The @ symbol is most commonly known as the at sign or commercial at. It originated in accounting to mean "at the rate of" (like 5 apples @ $1 each) and became famous for email addresses and social media handles.

Official Names

This typographical glyph has a few standard English terms, all rooted in its practical history.

  • Commercial at or commat : Its formal Unicode designation (U+0040), from old invoice shorthand.
  • Address sign : A less common but recognized alternative for its role in digital communication.

Global Nicknames

Cultures add fun, visual twists—think of it as a worldwide game of "what does this curly A look like?".

  • In Hebrew: Shtrúdel (strudel pastry slice).
  • In Finnish: Kissanhäntä (cat's tail).
  • In Vietnamese: A còng (bent/hooked A).
  • In Croatian: Manki (little monkey).
    These playful names highlight its swirl, evoking animals, food, or curls.

Brief History

Traces back to a 1345 Bulgarian manuscript with a similar shape for "amen," but it boomed in the 1970s with email.

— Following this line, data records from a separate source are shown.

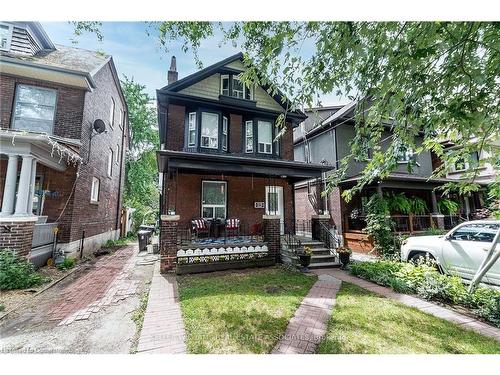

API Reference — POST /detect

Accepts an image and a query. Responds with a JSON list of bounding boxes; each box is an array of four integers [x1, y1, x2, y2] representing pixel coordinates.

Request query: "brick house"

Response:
[[157, 53, 330, 269], [294, 102, 495, 252], [0, 22, 129, 264]]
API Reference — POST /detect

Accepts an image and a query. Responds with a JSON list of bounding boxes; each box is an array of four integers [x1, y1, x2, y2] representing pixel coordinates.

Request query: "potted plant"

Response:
[[299, 246, 312, 272], [337, 246, 352, 269]]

Ray Tomlinson picked it for the first email (1969), separating user from host—pure genius simplicity.

No single inventor; it evolved from medieval scribes to modern tech.

Modern Uses

Beyond emails, it tags people on X (formerly Twitter) or Instagram, sparks trends, and even appears in Morse code as a merged A-C.

Fun fact : In 2025 forums like Reddit, users still debate dash vs. hyphen, but @ remains universally "at".

TL;DR : Call it the at sign —simple, universal, and endlessly nicknamed worldwide. Information gathered from public forums or data available on the internet and portrayed here.